When he married Elena, Anton didn’t know that she was an anti-imperialist. When she said that the Ve-based society would crash, he argued that it wouldn’t be within their lifetimes. When she asked him if he was willing to leave behind everything to live on a floating island that would be carved out of a cliff face and buoyed in the ocean by masses of kelp-like ika plants, he told her that he loved her, and would follow her anywhere.
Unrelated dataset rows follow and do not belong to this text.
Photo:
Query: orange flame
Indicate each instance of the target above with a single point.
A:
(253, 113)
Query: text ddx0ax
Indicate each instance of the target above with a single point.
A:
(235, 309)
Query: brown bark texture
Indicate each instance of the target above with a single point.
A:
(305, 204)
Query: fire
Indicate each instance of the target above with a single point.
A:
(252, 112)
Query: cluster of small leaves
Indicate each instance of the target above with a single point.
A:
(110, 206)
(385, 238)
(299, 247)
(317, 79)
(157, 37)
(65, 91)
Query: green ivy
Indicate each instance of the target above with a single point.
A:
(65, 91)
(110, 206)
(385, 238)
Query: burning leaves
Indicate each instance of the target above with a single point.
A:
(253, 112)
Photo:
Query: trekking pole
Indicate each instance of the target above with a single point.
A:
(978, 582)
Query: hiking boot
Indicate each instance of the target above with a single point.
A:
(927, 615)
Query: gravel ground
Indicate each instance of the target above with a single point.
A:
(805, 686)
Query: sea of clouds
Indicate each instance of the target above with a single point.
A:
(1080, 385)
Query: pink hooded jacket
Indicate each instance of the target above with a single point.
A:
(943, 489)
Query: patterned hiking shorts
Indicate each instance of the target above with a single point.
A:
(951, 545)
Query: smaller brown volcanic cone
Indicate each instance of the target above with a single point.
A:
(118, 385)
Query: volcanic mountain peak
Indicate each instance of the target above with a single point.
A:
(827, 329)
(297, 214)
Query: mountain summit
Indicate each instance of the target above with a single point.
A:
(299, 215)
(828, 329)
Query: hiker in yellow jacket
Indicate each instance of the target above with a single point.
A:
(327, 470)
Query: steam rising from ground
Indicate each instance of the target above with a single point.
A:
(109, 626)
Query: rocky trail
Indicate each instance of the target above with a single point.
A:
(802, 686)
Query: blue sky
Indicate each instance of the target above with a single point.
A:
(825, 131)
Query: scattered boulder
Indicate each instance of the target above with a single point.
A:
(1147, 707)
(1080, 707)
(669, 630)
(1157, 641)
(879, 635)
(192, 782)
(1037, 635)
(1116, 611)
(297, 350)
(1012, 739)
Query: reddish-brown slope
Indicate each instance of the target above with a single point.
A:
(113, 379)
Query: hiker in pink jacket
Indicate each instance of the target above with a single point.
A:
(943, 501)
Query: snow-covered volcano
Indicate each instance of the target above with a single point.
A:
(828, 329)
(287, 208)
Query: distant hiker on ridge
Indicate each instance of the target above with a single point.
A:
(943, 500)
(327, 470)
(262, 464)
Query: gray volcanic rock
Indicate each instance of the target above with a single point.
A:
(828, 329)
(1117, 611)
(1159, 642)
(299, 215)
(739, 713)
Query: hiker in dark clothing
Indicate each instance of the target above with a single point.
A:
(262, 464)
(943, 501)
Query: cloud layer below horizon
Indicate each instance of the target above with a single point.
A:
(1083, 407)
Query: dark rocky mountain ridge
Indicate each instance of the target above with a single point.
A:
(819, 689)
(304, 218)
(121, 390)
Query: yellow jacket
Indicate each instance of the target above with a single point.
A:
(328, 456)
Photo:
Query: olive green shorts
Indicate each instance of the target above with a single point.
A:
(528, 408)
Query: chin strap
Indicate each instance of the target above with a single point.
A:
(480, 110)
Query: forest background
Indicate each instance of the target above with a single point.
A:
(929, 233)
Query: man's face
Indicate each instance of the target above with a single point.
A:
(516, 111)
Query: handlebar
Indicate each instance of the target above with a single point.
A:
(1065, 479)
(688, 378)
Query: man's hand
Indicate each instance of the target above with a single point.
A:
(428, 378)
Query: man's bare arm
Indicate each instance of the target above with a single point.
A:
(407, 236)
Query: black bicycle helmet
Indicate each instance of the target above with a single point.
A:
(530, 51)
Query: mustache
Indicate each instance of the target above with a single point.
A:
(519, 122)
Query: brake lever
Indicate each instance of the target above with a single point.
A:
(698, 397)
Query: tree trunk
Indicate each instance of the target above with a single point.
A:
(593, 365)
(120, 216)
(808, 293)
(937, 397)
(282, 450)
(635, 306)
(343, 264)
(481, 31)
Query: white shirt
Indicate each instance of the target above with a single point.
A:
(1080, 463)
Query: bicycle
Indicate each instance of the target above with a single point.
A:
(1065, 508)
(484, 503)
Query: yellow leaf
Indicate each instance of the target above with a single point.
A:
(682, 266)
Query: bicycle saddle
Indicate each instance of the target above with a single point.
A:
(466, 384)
“Children? Now?” he asked, trying to keep his voice down. They were as far as they could get from the town, but it wasn’t very far. Although they had gotten the rock to float, it was a close thing, and only the tips of the four subislands poked above the water. The botanists said that as the ika grew, it would lift the Island higher and higher. Anton hoped it didn’t take too long.
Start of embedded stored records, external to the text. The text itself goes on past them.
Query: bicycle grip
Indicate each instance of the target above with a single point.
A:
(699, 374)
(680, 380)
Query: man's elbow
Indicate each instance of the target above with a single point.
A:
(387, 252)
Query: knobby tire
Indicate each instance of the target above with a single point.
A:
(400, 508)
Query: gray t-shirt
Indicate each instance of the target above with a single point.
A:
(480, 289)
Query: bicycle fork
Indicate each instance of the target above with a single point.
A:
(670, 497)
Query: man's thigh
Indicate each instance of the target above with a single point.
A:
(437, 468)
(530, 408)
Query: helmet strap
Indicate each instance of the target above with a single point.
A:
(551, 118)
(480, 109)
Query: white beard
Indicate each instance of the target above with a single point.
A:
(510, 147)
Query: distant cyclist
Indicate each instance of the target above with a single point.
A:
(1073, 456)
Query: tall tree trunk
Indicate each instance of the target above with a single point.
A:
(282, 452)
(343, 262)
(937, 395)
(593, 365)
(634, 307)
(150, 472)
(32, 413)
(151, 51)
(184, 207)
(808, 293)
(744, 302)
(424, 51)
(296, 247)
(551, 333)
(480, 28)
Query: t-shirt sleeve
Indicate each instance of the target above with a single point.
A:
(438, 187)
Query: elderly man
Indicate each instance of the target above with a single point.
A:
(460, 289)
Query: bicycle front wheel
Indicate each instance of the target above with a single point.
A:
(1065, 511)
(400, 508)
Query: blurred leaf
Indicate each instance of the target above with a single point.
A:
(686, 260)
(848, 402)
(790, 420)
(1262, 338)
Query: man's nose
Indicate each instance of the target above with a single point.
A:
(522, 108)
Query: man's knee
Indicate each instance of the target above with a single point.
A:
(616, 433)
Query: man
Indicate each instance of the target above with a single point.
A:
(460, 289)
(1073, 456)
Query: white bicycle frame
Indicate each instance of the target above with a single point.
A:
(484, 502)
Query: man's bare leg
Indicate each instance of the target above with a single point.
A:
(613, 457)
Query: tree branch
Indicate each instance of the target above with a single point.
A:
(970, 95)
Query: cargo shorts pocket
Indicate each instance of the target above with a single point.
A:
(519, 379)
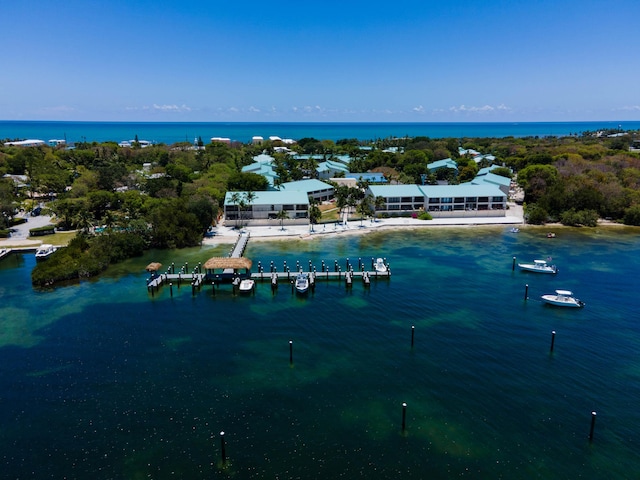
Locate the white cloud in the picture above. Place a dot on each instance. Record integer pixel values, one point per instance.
(482, 109)
(171, 108)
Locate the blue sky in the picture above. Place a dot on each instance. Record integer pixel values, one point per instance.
(344, 61)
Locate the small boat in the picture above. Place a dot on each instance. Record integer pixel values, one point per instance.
(538, 266)
(563, 298)
(246, 285)
(44, 251)
(302, 282)
(379, 266)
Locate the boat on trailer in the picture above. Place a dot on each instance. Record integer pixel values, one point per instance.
(538, 266)
(563, 298)
(44, 251)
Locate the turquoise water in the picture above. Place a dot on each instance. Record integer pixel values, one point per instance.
(187, 131)
(103, 380)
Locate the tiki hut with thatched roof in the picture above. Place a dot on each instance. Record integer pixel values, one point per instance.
(153, 267)
(228, 264)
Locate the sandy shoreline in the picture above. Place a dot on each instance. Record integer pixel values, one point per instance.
(229, 235)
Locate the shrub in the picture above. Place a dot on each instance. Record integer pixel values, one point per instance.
(632, 215)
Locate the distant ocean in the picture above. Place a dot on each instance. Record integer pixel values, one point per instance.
(165, 132)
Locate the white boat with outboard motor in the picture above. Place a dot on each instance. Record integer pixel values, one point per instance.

“Yes, now,” Elena said. “I’m not going to wait for some perfect set of circumstances that doesn’t exist.”

“Shouldn’t we wait for a better time than this, though? What would they eat, haaku berries?” Anton crouched down and picked a sprig of haaku to emphasize his point. It pulled a pieces of rock with it. It was already breaking up the top layer of rock, before long, the Island would be covered in a layer of soil.

“Yes, if they have to. Fish, too,” Elena said.
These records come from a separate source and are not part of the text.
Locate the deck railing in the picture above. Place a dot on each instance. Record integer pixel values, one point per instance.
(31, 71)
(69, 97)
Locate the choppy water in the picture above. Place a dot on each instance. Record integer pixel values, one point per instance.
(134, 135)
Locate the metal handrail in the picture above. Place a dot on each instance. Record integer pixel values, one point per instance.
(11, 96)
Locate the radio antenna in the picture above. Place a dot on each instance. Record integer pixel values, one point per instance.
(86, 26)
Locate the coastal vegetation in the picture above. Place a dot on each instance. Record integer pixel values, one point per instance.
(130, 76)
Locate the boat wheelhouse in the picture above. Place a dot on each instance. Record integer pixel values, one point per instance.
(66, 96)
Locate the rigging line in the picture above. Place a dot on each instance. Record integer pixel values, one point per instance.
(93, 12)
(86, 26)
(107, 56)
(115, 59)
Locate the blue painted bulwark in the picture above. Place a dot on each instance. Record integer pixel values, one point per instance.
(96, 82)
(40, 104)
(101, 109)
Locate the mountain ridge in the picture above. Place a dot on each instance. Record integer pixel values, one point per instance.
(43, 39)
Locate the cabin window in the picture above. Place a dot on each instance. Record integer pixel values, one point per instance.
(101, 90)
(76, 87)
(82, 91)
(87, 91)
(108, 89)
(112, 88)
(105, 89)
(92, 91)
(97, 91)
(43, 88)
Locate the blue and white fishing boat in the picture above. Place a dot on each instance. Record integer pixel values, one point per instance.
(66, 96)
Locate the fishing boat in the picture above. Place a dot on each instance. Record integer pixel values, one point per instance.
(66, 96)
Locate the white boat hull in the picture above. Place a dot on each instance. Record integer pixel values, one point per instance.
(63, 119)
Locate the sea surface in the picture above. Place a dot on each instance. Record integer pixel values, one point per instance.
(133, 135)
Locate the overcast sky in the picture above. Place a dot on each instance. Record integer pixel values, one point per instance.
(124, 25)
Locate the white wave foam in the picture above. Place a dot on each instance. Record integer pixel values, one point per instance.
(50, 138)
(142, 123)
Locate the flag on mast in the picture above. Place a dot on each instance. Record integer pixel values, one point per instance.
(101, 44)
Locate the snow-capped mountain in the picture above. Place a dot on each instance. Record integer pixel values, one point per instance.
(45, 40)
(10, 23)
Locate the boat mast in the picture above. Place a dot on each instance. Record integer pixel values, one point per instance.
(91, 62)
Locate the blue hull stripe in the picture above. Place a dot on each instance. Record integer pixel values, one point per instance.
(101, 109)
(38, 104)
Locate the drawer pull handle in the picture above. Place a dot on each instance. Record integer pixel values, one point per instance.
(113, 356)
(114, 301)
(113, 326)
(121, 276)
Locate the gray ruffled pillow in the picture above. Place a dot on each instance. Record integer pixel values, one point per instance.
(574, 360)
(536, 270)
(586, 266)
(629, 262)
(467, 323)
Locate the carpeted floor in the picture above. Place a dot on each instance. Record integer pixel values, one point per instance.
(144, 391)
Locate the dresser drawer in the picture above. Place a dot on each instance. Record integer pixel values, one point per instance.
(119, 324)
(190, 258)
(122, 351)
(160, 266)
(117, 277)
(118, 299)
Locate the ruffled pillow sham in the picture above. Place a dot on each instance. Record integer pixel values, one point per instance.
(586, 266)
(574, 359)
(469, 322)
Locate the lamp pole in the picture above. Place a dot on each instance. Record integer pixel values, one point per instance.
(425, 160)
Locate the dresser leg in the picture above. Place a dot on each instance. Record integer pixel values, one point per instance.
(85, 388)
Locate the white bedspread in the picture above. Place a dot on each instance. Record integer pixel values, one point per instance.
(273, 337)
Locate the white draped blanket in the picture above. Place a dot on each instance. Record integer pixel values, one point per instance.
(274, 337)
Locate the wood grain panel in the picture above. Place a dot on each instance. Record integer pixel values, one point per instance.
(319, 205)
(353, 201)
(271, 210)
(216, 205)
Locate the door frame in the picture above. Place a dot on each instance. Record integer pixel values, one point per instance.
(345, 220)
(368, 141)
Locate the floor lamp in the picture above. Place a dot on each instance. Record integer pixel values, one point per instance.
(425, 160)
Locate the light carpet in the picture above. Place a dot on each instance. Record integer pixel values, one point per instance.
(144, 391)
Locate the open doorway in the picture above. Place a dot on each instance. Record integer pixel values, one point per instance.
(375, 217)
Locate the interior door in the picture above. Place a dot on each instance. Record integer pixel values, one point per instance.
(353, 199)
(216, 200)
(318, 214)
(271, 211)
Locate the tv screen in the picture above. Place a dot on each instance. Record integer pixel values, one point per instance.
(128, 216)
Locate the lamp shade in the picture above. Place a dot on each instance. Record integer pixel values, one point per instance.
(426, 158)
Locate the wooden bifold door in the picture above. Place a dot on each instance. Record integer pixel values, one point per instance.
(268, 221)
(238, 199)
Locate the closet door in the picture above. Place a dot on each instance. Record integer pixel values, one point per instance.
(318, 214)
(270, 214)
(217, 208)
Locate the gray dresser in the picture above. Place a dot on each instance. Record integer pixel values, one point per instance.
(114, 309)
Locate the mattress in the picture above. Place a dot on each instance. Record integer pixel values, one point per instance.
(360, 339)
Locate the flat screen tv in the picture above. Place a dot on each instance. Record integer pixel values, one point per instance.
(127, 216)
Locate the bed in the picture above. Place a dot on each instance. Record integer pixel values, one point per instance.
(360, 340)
“I don’t know,” Anton said. He looked down at his hands. He had been absently pulling the haaku apart, leaf by leaf and stem by stem. “I just can’t imagine bringing children into the world right now.”

Elena didn’t say anything, but moved closer. Anton pulled away from her, and started to walk back towards the town.

That evening, Anton sat on the outer edge of the subisland, watching the horizon that hid the land he had left less than a month ago and had not seen since. As the sky darkened, he noticed a varicolored light reflected by the clouds. The sky dimmed until there was only a slight blush along the Western horizon, and then only the light reflected by the clouds that hung over the mainland. It was stunning, as though the entire mainland had been consumed by a massive driftwood bonfire, burning blue and red and green and white in strobing, swirling patterns.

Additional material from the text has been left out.